Je monte dans le Nord: les hauteurs de Highgate. Ne voulant pas prendre la peine de monter toute la colline pour de descendre la route étroite qui mène au cimetière, je traverse plutôt le petit parc et, comme je l’espérais, des trouées dans sa muraille permettent, en se glissant par une déchirure du grillage, de se glisser directement au milieu du fouillis des tombes. Je débouche sur une allée principale juste à côté du visage géant de Karl Marx. Pour le reste, je mitraille les pierres tombales de guingois et les anges efrités, cela fera toujours quelques clichés bien gothiques pour le Dracula de la BR. Redescente vers Archway, bus vers Piccadily: le comte a logé au début de l’avenue, il avait un appartement dans l’élégante Eon House.
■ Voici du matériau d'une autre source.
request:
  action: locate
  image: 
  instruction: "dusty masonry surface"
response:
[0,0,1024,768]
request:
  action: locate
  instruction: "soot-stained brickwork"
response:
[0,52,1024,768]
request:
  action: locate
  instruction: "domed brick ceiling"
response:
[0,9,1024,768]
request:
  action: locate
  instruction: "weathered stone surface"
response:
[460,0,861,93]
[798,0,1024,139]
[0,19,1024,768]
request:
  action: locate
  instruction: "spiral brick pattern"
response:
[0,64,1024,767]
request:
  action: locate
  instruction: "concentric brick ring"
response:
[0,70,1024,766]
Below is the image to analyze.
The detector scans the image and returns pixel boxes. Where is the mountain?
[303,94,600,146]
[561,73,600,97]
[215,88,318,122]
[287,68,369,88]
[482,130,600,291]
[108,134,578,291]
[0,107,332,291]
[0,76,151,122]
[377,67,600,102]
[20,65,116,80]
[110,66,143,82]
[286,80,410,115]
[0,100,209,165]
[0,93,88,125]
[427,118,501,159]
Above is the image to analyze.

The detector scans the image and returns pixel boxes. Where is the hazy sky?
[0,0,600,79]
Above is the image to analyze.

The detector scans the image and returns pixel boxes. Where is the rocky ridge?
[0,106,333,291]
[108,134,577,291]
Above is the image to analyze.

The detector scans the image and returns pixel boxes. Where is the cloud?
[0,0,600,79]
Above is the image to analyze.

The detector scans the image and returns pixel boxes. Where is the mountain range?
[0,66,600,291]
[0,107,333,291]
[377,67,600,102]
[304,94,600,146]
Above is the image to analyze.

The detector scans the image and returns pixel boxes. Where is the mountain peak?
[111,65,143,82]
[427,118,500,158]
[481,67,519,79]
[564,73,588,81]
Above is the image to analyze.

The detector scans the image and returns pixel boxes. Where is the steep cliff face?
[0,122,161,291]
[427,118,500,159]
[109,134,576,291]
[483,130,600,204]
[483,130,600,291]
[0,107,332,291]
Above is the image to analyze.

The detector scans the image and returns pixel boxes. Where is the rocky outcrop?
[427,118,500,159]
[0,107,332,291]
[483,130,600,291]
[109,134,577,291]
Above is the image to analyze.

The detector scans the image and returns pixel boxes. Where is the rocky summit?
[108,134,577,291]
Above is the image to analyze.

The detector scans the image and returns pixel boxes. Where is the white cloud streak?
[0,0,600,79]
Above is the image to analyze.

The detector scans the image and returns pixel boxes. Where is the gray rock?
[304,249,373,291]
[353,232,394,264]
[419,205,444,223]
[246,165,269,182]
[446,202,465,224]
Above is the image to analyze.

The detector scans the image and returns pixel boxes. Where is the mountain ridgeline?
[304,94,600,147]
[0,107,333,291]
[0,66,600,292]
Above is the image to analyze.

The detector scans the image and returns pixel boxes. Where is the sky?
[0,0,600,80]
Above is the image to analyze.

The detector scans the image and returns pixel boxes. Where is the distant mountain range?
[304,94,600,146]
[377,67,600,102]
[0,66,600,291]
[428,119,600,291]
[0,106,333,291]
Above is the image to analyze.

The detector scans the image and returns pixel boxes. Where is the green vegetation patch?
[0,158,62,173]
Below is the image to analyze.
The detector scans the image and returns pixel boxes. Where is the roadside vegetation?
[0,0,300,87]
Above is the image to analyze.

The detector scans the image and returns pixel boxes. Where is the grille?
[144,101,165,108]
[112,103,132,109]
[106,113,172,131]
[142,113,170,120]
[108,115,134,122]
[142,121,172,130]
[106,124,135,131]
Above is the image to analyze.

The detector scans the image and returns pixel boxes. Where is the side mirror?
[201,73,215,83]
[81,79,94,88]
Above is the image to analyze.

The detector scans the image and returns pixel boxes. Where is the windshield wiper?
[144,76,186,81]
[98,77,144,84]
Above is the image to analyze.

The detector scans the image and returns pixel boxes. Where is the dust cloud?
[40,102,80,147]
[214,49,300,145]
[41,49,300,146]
Direction l’East End: Spitafields Market a été transformé en lieu chic et branché pour shopping bobo, sur Petticoat Lane les bougies parfumées et les cousins en soie ont remplacé le bric-à-brac über misérable du plus pauvre des marchés au puce de Londres. Une muraille de verre domine le tout, de même qu’une nouvelle voûte architecturée ultra contemporaine. Le tout, sur le bord d’un quartier de pauvres Indiens — Brick Lane est toujours une zone cosmopolite et louche, usée et misérable. D’un trottoir à l’autre, c’est au choix olfactif le patchouli des bobos ou le curry des émigrés. Non loin de là, le carrefour de Whitechapel est lui aussi toujours dans le même état de décrépitude. La hype et l’argent neuf gagnent l’East End, mais encore seulement par poches isolées. Le verre étincelant et la brique rutilante des nouveaux aménagements opèrent en contrastes stupéfiants avec les taudis et ruelles d’une population basanée. Dans Quicksand, un panneau donne le nom de la rue en alphabet indien. J’y trouve un petit groupe d’immeubles anciens: Dracula aurait aussi logé là. Une usine aux fenêtres brisées, quelques inscriptions industrielles à demi effacées, un porche sombre: il ne reste pas grand-chose de l’époque de Jack. Le pub « Ten Bells » n’a pas (encore) changé, lui. Sous son enseigne délavée passèrent sans doute certaines des victimes de l’Éventreur.


Fin de journée: l’ancienne adresse du club de Bram Stoker, derrière la National Gallery. Sous la colonne Nelson et jusque sur les marches du grand musée, s’aglutine une foule monstre, compacte, au pied de rockeurs russes à la musique tristement ordinaire, des banalités rock dont seule la langue n’est pas dans le moule commercial mondial. C’est le nouvel an russe. Quand nous remonterons vers Covent Garden, les flonflons de l’hymne russe nous accompagneront.